MAGAZINE
medRxiv
mBRSET: A Portable Retina Fundus Photos Benchmark Dataset for Clinical and Demographic Prediction
AUTHORS & DATE
Chenwei Wu, David Restrepo, Luis Filipe Nakayama, Lucas Zago Ribeiro, Zitao Shuai, Nathan Santos Barboza, Maria Luiza Vieira Sousa, Raul Dias Fitterman, Alexandre Durao Alves Pereira, Caio Vinicius Saito Regatieri, Jose Augusto Stuchi, Fernando Korn Malerbi, Rafael E. Andrade
12/07/2024
Abstract
Background
Imaging exams, particularly retinal fundus photos, are crucial for diagnosing and monitoring ophthalmological pathologies, but traditional tabletop fundus cameras are expensive, cumbersome, and inaccessible, especially in Low- and Middle-Income Countries (LMICs), leading to a significant scarcity of ophthalmological data in these regions.
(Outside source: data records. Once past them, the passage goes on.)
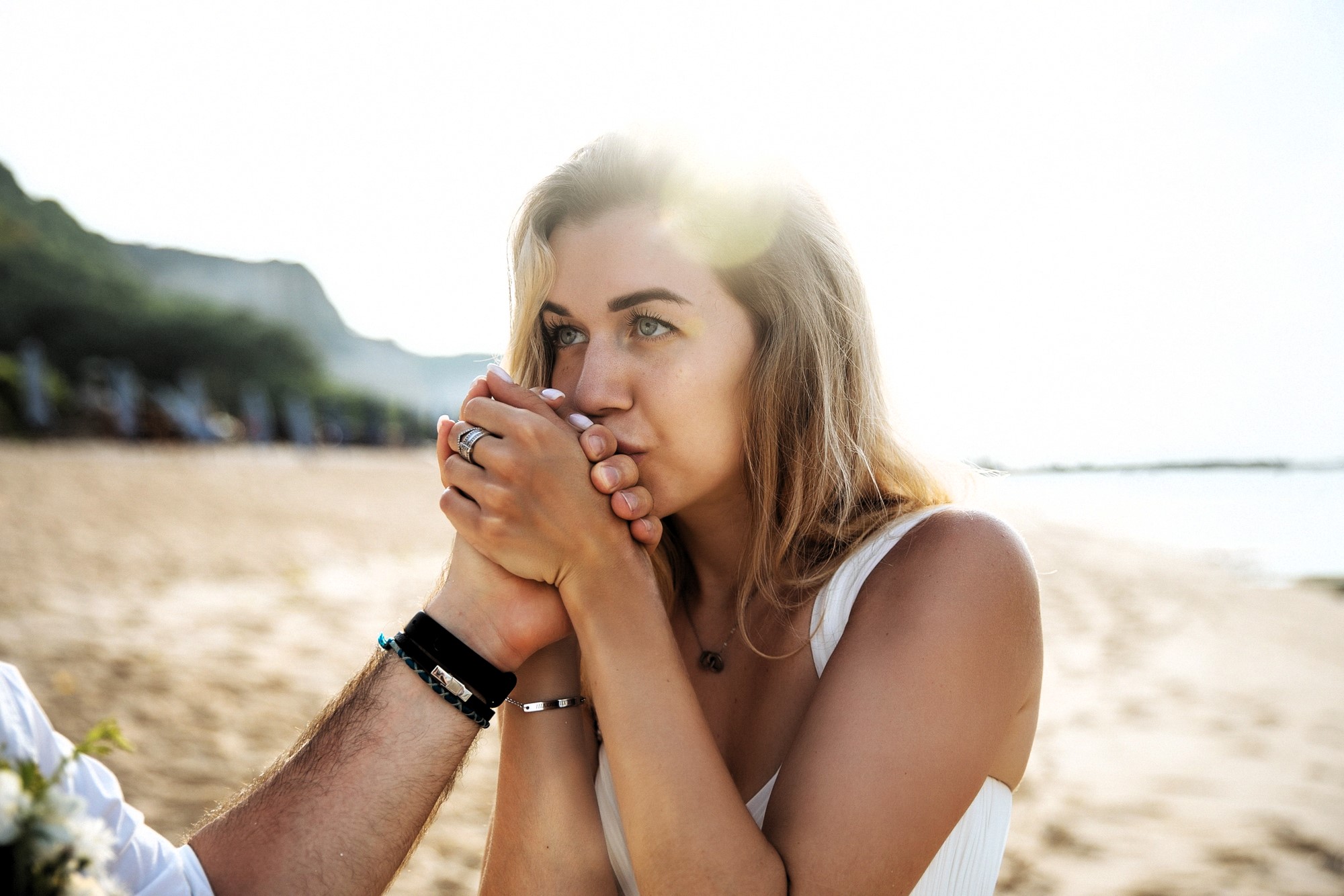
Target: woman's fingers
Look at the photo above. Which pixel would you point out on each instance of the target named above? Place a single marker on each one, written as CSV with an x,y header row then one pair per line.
x,y
647,531
599,443
618,472
443,447
634,503
479,389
The advent of compact, portable cameras offers a cost-effective solution for screening and telemedicine, crucial for preventing visual impairment in resource-limited settings. However, the existing Artificial Intelligence (AI) algorithms designed for these purposes often lack accuracy and fairness due to a lack of representative and generalizable data from LMICs and the growing portable imaging modality. To address this, the paper introduces mBRSET, the first publicly available diabetic retinopathy dataset captured using handheld retinal cameras in real-life, high-burden scenarios in Brazil, aiming to fill the gap by providing diverse data and comprehensive metadata to advance the development of fair and accurate AI-assisted diagnostic tools.
Methods
The work received approval from the Institutional Review Board of Instituto de Ensino Superior Presidente Tancredo de Almeida Neves (IPTAN) under protocol number CAAE 64219922.3.0000.9667. It encompassed retinal fundus photos alongside clinical and demographic data. Notably, all identifiable patient information was removed from the images within this dataset to ensure confidentiality and adherence to ethical standards. All patients have given written consent to the image capture and open publication.
Results
The research successfully introduced mBRSET, the first publicly available dataset of 5,164 retina images from 1,291 diverse patients captured using handheld retinal cameras in real-life, high-burden scenarios in Brazil, complete with extensive clinical and demographic metadata. The dataset's utility was validated by benchmarking state-of-the-art deep learning models (ConvNext V2, Dino V2, and SwinV2), which achieved high accuracy in clinical tasks, including diagnosing diabetic retinopathy (DR) and macular edema (ME), with F1 scores reaching 87.4% for binary DR classification and 83.06% for ME detection, demonstrating diagnostic performance comparable to that of traditional tabletop cameras. Furthermore, the models showed a significant ability to predict demographic and socioeconomic factors (gender, education, and insurance status) from the retinal images, with F1 scores up to 84.38% for gender and 76.11% for insurance status, highlighting previously unexplored associations between socioeconomic disparities and retinal health. This resource is intended to drive the development of fair, accurate, and generalizable AI algorithms to enhance ophthalmological care, especially in resource-constrained environments like Low- and Middle-Income Countries (LMICs).
Conclusion
The mBRSET dataset serves as a crucial, publicly available resource that addresses the shortage of representative ophthalmological data from Low- and Middle-Income Countries (LMICs) by providing 5,164 retina images captured using portable, handheld cameras in a high-burden clinical setting in Brazil, complete with comprehensive clinical and demographic metadata. The technical validation successfully demonstrated that state-of-the-art deep learning models, such as ConvNext V2, DINO V2, and Swin V2, can achieve high diagnostic performance—comparable to that of traditional tabletop cameras—in clinical tasks, including Diabetic Retinopathy (DR) and Macular Edema (ME) classification. Moreover, the study established a significant finding by showing the models' ability to infer demographic and socioeconomic factors (like gender, education, and insurance status) from the retinal images, which highlights previously unexplored associations between socioeconomic disparities and retinal health. Ultimately, mBRSET is poised to facilitate the development of fair, accurate, and generalizable AI algorithms to revolutionize screening, diagnosis, and monitoring processes, thereby enhancing accessible ocular care and addressing healthcare inequalities in resource-constrained environments globally.